With a scream of frustration, Montrose yanked the ungainly helmet free. The echo of the bullet shots was still ringing from the far side of the ship, a mile away. He wiped his eyes. Now he could look upward.

The contrail of the bullet fire from Del Azarchel’s gun ran straight up from his overhead chaff cloud toward the dead center of the ship. The tree that circled the black opal sphere was on fire. In weightlessness, with no gravity to pull them into their characteristic teardrop shape, the flames were blue oblate masses that clung and crawled along the wood like blind worms of pure heat.

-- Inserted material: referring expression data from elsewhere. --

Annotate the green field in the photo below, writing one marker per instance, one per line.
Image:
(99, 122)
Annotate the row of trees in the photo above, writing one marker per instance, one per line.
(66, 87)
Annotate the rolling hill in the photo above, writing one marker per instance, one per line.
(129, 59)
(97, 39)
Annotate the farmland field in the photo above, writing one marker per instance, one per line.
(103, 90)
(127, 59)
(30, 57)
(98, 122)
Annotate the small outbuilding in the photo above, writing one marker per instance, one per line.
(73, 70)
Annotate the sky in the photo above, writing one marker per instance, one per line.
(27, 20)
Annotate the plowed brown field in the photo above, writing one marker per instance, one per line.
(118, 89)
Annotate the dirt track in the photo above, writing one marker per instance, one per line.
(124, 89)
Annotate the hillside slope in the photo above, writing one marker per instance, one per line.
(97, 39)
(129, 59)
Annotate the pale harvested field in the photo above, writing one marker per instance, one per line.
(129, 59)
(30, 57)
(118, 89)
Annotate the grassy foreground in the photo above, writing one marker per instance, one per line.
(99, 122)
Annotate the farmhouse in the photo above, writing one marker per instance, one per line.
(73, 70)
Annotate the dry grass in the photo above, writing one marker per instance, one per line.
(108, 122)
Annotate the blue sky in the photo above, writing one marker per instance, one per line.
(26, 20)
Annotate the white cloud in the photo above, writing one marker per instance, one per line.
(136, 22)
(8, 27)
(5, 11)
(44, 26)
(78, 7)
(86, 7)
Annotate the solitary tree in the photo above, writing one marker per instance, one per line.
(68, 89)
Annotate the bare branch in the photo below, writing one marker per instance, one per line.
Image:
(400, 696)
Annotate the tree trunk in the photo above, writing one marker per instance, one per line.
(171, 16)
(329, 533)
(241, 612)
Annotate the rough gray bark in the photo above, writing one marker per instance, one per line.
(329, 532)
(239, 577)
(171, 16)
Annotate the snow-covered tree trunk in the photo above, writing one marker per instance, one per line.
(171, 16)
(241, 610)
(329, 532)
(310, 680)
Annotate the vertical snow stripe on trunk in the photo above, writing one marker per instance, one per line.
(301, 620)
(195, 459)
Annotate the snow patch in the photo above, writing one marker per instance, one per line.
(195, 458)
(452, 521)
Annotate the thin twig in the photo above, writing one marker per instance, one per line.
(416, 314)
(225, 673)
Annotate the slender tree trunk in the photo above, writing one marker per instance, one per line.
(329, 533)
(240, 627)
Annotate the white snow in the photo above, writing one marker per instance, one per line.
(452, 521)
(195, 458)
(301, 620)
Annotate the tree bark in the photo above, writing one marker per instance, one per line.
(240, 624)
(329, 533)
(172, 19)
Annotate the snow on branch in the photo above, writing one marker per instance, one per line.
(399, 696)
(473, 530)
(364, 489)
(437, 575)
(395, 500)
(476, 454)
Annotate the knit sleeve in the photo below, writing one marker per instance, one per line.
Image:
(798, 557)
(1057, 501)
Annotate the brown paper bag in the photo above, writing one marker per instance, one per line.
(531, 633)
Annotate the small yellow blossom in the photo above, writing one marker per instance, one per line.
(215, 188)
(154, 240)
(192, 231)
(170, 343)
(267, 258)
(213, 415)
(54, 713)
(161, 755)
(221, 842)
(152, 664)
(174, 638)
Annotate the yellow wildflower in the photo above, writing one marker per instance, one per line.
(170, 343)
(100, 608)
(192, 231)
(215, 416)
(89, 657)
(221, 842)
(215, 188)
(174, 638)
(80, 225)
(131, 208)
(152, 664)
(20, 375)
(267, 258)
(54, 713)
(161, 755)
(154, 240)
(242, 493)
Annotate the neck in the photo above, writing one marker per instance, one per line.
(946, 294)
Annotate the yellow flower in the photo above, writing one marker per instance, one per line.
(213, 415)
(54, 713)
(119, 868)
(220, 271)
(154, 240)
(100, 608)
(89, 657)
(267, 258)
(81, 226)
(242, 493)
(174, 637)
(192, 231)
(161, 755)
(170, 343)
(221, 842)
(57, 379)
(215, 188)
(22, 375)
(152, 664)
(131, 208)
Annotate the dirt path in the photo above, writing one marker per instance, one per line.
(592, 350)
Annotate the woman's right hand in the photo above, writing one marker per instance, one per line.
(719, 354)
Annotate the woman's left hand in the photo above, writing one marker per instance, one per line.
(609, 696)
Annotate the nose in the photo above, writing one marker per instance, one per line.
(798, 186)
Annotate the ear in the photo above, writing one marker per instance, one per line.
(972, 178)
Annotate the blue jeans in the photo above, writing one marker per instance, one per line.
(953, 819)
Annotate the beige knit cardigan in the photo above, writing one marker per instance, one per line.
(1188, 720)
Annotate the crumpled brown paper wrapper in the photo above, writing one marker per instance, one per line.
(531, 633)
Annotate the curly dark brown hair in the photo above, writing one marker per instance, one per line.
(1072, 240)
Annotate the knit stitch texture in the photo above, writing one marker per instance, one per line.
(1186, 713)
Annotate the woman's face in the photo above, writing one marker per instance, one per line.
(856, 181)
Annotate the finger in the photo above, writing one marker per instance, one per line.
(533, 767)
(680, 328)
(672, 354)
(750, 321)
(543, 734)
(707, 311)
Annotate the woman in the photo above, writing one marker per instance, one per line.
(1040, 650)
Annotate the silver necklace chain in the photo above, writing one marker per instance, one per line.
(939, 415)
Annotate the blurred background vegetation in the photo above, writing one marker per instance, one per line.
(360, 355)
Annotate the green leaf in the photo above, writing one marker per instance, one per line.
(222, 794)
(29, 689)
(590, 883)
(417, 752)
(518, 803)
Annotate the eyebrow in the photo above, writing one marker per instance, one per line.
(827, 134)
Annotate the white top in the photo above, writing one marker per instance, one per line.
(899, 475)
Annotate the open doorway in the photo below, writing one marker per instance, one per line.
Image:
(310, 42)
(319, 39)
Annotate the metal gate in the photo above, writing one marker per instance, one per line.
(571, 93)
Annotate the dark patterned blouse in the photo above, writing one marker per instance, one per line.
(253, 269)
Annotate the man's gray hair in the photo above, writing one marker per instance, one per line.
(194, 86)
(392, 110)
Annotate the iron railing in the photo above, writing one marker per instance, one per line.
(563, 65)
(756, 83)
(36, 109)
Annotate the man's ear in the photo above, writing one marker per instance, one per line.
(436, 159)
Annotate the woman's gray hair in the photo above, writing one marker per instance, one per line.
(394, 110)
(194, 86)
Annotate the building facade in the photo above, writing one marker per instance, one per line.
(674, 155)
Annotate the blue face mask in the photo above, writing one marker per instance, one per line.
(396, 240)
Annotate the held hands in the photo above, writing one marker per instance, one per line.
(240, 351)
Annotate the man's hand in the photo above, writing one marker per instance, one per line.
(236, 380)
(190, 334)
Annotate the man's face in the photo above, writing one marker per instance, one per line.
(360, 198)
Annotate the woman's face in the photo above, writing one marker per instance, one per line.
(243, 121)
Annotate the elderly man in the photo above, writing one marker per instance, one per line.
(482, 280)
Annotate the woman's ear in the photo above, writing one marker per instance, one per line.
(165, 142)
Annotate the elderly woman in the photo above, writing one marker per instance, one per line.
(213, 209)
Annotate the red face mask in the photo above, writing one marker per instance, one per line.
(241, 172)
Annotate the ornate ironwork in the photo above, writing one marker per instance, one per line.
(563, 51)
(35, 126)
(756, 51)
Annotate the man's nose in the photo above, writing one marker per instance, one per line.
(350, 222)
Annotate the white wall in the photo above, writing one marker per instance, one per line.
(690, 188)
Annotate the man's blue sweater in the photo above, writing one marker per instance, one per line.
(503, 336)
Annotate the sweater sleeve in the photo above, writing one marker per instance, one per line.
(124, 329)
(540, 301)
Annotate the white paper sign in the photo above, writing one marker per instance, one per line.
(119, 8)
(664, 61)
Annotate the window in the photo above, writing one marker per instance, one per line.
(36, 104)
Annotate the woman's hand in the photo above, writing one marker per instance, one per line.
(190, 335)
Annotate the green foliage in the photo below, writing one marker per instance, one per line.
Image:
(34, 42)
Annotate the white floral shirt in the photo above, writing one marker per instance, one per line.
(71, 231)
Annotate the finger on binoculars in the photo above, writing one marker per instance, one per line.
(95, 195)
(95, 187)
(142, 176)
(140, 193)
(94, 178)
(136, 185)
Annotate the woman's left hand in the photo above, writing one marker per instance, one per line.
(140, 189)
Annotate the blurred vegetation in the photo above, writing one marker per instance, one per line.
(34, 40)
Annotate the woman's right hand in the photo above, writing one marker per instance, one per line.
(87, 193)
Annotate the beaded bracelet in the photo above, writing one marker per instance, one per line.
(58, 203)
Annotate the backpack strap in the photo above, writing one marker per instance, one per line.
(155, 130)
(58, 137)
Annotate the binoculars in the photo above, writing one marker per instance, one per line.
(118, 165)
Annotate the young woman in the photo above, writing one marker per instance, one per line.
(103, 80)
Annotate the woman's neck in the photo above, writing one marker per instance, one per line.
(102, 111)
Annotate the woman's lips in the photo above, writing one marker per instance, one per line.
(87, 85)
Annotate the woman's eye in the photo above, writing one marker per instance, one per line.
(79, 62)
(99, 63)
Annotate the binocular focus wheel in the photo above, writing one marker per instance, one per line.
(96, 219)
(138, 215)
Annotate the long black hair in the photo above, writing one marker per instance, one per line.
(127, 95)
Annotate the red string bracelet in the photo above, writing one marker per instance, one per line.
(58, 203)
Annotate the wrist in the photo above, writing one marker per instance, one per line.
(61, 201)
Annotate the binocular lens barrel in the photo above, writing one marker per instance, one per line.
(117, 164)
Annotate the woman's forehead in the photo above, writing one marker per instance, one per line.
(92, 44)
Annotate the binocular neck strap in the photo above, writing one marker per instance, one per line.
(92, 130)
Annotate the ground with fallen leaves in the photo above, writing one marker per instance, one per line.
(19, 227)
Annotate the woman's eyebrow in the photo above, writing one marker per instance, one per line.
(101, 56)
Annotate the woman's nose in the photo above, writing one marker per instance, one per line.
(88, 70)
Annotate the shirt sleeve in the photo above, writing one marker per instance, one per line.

The black ceramic sphere itself, somehow, impossibly, was neither punctured nor scratched, but the antennae outside the ship were no longer held in place by their invisible struts, but were slowly, majestically, toppling end over end in an ever-widening spiral.

And the black sphere was no longer in the center of the ship. The black sphere, moving ever faster in what seemed like a spiral, now crashed through the lights and heating elements of the miniature sun, sending broken shards of lamps whirling across the weightless air on meteoric spiral dances of their own, spreading outward, coming toward the strip of garden that formed the carousel of the ship.

“Twinklewink! What is happening?”

The little fairy was by his side, as were an entire swarm. “The vessel has suffered nonrecoverable damage. Please enter hibernation and await rescue. There is no other available course of action.” That was the voice of Twinklewink, but it was slow and halting.

But a little figurine in black said, “I wished I could have waited to see the look on your face as you died, but, alas, fate has not been kind to me.” This was the voice of Del Azarchel.

8. And Defeat

Twinklewink continued to speak: “All main energy supplies have been expended, as have all the fuel cells containing Bondi-Forward negative-mass tritium. The central sphere of the ship was not harmed. The magnetic shrouds struck by Del Azarchel are severed. However, the shrouds on the far side of the sphere from his point of impact were entirely unharmed. I have been able to lock down the remainder. We have lost connection with three-fourths of the sail.”